In the study of Pohar et al. [8], which used several simulated datasets and discrimination indexes, the convergence of the two methods is examined when the linear discriminant assumptions for normality of the distribution of explanatory variables are met, when they are violated, and when they are categorized for various parameters of the explanatory variables such as sample size, covariance matrix, Mahalanobis distance, and the direction of the distance between the group means. The authors concluded that linear discriminant analysis is a more appropriate method when the explanatory variables are normally distributed. For categorized predictor variables, linear discriminant analysis remains preferable, and logistic regression overcomes discriminant analysis only when the number of categories is small (2 or 3). When the assumptions of linear discriminant analysis are not met, the usage of it is not justified, while logistic regression gives good results regardless of the distribution of the predictors. In a study by Montgomery et al. [12], who compared the two methods in veterinary data using stepwise linear discriminant analysis and logistic regression in a first dataset and comparing the selected variables, the order of selection and the sign and the magnitude of the estimated coefficients of the discriminating models in a second dataset, resulted that although both methods converged logistic regression is preferable to discriminant analysis particularly when the assumptions of normality and equal variance are not met.

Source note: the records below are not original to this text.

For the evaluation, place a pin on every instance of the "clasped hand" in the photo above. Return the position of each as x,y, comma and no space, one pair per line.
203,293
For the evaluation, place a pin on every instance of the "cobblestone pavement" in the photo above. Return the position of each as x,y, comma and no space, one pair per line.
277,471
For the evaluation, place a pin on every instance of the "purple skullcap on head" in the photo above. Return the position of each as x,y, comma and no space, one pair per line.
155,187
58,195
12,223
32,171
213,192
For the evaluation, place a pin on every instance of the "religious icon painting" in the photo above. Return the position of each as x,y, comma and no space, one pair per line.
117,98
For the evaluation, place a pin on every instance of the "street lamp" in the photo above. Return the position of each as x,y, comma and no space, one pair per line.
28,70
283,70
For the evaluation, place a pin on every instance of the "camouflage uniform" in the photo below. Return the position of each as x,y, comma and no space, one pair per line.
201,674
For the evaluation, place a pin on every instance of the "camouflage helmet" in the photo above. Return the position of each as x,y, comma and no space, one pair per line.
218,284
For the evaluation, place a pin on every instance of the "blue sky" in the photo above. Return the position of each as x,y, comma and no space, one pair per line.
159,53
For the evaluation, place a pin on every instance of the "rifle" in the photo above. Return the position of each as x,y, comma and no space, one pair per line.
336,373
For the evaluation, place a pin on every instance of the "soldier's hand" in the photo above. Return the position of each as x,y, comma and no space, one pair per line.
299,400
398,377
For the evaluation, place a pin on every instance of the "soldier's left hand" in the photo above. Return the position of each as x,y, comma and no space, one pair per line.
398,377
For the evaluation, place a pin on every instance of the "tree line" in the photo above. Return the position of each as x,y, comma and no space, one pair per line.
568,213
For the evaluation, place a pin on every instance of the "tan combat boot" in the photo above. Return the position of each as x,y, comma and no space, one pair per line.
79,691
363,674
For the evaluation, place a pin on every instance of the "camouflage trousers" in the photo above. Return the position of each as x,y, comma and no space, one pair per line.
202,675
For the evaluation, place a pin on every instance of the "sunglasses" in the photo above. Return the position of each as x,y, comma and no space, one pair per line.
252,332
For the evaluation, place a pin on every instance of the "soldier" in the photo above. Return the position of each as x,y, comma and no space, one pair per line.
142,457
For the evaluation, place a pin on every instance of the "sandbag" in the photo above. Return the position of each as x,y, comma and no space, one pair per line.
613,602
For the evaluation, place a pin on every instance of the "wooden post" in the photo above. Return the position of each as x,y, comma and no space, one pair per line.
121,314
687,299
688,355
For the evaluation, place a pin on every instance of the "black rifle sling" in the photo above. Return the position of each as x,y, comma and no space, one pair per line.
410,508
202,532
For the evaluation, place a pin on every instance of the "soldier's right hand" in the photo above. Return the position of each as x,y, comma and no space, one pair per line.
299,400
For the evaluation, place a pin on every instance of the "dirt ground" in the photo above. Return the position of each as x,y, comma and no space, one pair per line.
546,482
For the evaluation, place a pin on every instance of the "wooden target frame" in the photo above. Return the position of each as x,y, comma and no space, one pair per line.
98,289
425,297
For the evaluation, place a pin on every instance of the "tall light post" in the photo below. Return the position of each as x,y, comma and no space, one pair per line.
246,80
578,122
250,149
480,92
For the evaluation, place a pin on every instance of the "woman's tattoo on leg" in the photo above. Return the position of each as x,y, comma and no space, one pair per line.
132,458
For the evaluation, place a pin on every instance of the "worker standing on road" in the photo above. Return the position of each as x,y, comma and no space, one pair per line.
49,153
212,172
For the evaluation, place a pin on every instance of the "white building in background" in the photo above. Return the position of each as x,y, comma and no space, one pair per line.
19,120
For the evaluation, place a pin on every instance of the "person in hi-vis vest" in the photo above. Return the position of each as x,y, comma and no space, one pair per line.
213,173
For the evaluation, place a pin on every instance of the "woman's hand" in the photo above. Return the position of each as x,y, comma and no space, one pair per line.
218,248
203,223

In order to compare the two methods, we applied them in a real dataset, and we did not use simulation methods, as the number of the observations in the dataset, although not very large, was sufficient to provide reliable results. Also, although linear discriminant function is a better method than logistic regression when the normality assumptions are met, the differences between them become negligible when the sample size is large enough (50 observations or more).

5. Conclusion

In conclusion, logistic regression and discriminant analyses were similar in the model analysis. In order to decide which method should be used, we must consider the assumptions for the application of each one.